Last week, Boris showed further signs of eco delusion when he announced grand-sounding plans for the Congestion Charge zones to be transformed into “Ultra Low Emission Zones.” Which sounds great on the surface. Except that trucks will be exempt from any restrictions. Oh, and this won’t come into effect until 2020. How useful.

His green credentials took a further nosedive in a ridiculous, science-denying column on climate change for The Telegraph last month. His incoherent rant featured reminiscences from his childhood, random observations from his bicycle, the admission that he was no expert, quotes from scientists that he didn’t know whether or not to believe, and the conclusion that all this chuffing snow means that climate change might be a big load of hooey.

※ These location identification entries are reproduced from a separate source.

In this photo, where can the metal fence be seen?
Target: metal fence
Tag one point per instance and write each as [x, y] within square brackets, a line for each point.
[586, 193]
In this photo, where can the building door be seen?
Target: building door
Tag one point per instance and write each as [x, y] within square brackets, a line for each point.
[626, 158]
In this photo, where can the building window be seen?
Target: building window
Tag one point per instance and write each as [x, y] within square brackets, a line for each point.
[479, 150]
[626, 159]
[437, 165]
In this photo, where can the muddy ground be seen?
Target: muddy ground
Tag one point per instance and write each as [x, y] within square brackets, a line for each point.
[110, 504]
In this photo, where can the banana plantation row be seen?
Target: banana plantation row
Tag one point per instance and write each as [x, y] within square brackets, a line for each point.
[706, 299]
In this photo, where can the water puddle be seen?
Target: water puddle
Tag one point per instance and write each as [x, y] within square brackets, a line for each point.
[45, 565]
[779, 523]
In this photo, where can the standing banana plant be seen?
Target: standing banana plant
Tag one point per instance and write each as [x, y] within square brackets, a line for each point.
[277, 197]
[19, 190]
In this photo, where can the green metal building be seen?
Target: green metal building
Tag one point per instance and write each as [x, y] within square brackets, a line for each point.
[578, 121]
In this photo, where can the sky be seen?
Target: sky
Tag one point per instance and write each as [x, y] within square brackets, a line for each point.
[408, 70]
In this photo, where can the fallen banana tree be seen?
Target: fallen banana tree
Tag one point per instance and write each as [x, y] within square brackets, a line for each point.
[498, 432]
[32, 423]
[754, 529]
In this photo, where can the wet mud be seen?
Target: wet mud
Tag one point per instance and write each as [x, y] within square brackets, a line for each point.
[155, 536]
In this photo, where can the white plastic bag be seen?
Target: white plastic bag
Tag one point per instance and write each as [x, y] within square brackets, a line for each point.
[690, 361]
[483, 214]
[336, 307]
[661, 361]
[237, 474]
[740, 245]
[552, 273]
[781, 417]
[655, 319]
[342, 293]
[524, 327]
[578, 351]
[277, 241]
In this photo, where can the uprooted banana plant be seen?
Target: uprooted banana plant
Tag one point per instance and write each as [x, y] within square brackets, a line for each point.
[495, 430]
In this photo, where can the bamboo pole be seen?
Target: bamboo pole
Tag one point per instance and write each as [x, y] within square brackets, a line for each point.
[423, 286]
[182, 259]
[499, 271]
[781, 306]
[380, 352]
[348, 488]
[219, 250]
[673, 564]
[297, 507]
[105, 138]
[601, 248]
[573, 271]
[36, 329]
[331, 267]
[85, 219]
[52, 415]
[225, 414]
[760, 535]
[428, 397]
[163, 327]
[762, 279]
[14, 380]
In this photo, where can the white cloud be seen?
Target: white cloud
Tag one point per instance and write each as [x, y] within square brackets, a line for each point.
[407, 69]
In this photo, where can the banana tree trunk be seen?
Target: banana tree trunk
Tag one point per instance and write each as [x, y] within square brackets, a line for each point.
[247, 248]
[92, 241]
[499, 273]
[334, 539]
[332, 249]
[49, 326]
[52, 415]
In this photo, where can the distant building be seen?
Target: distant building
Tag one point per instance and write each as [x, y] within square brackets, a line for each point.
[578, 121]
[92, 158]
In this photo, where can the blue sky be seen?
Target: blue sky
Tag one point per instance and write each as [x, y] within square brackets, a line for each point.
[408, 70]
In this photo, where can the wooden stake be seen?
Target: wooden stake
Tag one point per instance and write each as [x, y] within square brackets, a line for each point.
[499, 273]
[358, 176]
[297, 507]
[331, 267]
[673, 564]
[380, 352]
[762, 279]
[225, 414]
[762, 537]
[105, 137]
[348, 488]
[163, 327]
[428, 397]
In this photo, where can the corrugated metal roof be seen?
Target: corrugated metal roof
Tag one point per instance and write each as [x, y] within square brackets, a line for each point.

And while Boris loves to tell the world that he has the best job in the world as mayor of London, it is indeed curious that he has taken time out of London this week to pop up to Eastleigh for a spot of Conservative campaigning.

The Eastleigh by-election, caused by the embarrassing downfall of Lib-Dem moron Chris Huhne, features the socially conservative Maria Hutchings as the Tory candidate. Despite being at odds with Hutchings on the issue of marriage equality, Boris felt that the best use of his time was a spot of campaigning miles away from the capital.

Tragically, the Tories believe that getting Boris out on the hustings for Hutchings will be a vote-winner. And, hey, who wouldn’t be swayed by his persuasive words, as quoted by Torcuil Crichton, The Daily Record’s Westminster editor: “It is our constitutional duty to kick the Lib Dems in the … well, do they have any?”

What a statesman.

Boris may say over and over again that he has no ambitions to be an MP again but he has a funny way of showing it. In 2011, David Cameron was quoted as saying his “number one priority” for 2012 was to ensure Boris remained mayor of London. Perhaps Cameron fears that a BoJo return to Westminster would be a threat to his leadership. Or Cameron has become so London-centric that he really doesn’t care about the rest of Britain, with the possible exception of Chipping Norton.

Either way, it would appear Cameron is happy to keep a faux eco warrior in charge of London. A faux eco warrior who put up bus and tube fares again with minimal protest.

But as long as people keep falling for his alleged charms and have no issue with voting for a man widely viewed as a lovable buffoon, there’ll be no breaking free of party politics at local government level any time soon. And the capital’s attempt at democracy will be more like an idiocracy. Boris voters of London, you have the mayor you deserve.